Scientists believe mosquitos may be able to sense the sugars some people secrete through their skin based on their blood type.
It turns out that’s not the only thing your blood type could make you more or less susceptible to. The type of blood you have running through your veins can impact your chances of getting cancer, having a stroke, or catching COVID.
“Different blood types have different antigens on the surface of the red blood cells,” says Dr. Brian Rini, professor of medicine at Vanderbilt University.
A study out of the New England Journal of Medicine found that people with Type A had a 45 percent increased risk of getting COVID. Type O was 35 percent less likely.
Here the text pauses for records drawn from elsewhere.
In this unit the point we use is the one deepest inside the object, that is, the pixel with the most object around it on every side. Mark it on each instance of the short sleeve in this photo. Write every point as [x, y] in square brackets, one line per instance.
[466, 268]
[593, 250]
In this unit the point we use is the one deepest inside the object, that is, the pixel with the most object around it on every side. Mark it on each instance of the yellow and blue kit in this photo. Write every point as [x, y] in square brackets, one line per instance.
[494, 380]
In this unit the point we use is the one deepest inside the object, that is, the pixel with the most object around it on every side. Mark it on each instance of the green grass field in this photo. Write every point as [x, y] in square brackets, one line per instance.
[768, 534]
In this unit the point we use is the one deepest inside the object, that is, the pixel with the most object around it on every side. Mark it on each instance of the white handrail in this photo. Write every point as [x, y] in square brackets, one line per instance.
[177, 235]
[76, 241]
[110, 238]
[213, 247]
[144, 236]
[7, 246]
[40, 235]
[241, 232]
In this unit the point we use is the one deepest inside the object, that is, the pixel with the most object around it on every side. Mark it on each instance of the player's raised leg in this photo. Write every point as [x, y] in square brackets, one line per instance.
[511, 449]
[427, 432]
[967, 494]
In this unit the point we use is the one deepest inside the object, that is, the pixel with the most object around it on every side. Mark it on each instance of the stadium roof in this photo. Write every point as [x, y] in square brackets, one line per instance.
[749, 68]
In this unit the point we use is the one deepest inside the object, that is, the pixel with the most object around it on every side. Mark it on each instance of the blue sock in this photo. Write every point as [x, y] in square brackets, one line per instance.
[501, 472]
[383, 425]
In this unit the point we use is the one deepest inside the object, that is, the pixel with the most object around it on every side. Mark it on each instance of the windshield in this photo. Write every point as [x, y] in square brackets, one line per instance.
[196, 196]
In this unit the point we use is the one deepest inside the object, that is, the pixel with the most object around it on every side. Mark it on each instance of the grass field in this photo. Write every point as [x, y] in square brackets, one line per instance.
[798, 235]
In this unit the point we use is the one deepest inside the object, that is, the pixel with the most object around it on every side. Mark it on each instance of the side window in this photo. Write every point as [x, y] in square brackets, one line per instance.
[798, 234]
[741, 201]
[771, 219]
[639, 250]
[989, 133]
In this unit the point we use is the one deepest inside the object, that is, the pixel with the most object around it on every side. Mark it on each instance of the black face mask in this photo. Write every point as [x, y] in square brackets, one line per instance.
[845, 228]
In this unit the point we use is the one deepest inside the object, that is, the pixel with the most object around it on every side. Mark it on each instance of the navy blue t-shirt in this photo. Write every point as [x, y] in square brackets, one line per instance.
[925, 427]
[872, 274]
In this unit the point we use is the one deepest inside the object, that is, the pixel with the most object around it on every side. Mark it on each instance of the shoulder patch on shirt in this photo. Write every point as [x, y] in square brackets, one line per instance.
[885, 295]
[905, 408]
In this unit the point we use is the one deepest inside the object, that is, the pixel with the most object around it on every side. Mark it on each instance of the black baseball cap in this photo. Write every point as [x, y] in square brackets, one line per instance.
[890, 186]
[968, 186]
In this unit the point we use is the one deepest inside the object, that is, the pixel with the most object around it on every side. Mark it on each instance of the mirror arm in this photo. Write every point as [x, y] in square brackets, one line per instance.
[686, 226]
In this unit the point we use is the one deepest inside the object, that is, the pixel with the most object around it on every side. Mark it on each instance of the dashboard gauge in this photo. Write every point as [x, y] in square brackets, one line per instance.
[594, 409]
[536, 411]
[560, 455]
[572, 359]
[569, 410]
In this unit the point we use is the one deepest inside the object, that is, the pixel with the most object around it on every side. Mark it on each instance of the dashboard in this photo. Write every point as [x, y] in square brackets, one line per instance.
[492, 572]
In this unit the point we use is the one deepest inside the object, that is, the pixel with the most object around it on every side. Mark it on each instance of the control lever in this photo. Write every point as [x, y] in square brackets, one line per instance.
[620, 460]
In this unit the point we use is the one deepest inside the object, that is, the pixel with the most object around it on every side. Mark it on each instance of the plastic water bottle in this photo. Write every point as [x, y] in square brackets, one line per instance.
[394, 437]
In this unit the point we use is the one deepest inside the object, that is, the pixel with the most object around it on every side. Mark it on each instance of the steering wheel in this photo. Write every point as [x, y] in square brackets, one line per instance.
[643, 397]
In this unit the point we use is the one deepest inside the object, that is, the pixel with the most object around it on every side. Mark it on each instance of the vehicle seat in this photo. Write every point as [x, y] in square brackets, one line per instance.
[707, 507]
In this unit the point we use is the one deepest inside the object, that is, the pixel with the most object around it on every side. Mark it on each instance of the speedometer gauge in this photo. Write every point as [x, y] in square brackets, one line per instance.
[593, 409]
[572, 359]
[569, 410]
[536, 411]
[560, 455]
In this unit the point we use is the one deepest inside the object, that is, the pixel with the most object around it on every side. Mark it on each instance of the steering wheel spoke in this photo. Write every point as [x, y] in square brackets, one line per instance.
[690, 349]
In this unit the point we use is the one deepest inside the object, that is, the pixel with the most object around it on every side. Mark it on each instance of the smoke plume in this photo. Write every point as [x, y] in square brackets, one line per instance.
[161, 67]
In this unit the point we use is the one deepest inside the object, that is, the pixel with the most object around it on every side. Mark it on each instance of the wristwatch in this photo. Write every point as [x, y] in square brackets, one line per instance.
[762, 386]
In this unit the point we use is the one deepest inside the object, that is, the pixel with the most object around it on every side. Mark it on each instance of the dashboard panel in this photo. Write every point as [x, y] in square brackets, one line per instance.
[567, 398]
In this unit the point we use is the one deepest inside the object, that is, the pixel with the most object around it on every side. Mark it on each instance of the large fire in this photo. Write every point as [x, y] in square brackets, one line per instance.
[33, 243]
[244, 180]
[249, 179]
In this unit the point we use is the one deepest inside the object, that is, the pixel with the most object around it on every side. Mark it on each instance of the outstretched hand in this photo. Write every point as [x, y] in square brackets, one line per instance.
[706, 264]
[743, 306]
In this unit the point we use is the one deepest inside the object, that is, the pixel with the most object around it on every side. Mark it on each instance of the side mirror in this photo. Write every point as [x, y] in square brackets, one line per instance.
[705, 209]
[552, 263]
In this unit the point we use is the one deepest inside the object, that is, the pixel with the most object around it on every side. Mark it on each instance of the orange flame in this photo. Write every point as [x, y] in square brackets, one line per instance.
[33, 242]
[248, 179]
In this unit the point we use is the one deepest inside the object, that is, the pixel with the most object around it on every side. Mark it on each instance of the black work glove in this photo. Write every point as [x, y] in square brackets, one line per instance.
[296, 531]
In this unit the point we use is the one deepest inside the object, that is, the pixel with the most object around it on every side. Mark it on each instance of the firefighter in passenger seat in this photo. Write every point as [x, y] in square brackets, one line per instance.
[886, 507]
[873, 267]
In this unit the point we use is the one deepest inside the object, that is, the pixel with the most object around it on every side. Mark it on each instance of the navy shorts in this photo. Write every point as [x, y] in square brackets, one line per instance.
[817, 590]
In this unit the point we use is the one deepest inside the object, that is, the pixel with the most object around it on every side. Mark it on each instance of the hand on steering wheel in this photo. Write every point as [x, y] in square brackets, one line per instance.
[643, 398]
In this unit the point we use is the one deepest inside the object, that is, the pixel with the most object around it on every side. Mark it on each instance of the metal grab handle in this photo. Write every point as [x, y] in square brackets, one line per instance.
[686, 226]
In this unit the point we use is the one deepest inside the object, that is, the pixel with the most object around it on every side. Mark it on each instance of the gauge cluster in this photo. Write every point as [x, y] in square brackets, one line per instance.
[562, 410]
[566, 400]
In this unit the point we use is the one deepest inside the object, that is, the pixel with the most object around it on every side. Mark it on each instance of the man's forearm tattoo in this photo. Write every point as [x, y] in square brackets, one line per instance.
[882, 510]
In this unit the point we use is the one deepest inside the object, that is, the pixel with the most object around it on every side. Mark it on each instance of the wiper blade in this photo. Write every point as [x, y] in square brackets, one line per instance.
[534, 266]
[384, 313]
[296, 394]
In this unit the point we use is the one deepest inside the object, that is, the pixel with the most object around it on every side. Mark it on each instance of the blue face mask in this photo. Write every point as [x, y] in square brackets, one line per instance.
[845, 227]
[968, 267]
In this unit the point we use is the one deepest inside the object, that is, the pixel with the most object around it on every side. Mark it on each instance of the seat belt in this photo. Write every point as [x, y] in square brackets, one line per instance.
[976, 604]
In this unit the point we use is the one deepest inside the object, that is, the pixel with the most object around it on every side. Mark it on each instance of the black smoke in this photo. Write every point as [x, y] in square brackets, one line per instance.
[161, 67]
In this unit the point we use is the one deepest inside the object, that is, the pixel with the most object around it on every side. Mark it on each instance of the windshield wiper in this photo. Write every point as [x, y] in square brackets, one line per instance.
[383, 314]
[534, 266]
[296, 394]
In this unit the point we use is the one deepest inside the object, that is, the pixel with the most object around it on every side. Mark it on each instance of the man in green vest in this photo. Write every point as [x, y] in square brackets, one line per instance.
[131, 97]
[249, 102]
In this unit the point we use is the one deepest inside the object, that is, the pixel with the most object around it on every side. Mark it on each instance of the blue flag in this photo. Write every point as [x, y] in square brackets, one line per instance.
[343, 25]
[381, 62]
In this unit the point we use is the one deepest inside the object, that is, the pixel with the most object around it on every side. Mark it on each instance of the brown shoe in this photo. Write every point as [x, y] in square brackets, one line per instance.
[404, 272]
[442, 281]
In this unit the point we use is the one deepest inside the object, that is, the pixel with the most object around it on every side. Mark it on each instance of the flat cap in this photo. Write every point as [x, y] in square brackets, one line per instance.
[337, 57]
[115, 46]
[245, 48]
If you have Type O, research from Harvard shows you’re less likely to suffer a heart attack or stroke. But those with A, B, and AB have a nine percent increased risk for both. Experts believe it’s because those with Type O tend to have lower cholesterol and lower amounts of a protein that’s linked to clotting.
A study from the Journal of Cancer Epidemiology found those with Type B were 59 percent more likely to be diagnosed with cancer.
French researchers analyzed data from 82,000 people and found women with Type A blood were 10 percent more likely to develop Type 2 diabetes and those with Type B were 21 percent more likely to develop the disease.
Also, some memory problems may be linked to blood type. A study in the Journal of Neurology found that Type AB blood had an 82 percent higher risk of cognitive impairment.
Researchers in Japan strongly believe that the blood type influences personality, weaknesses, and strengths. They say people with Type A blood are calm and collected, artistic, and polite; people with Type B blood are practical, goal-oriented, and strong-willed; people with Type O blood are outgoing, energetic, and outspoken; and people with Type AB blood tend to have characteristics on both sides of the spectrum.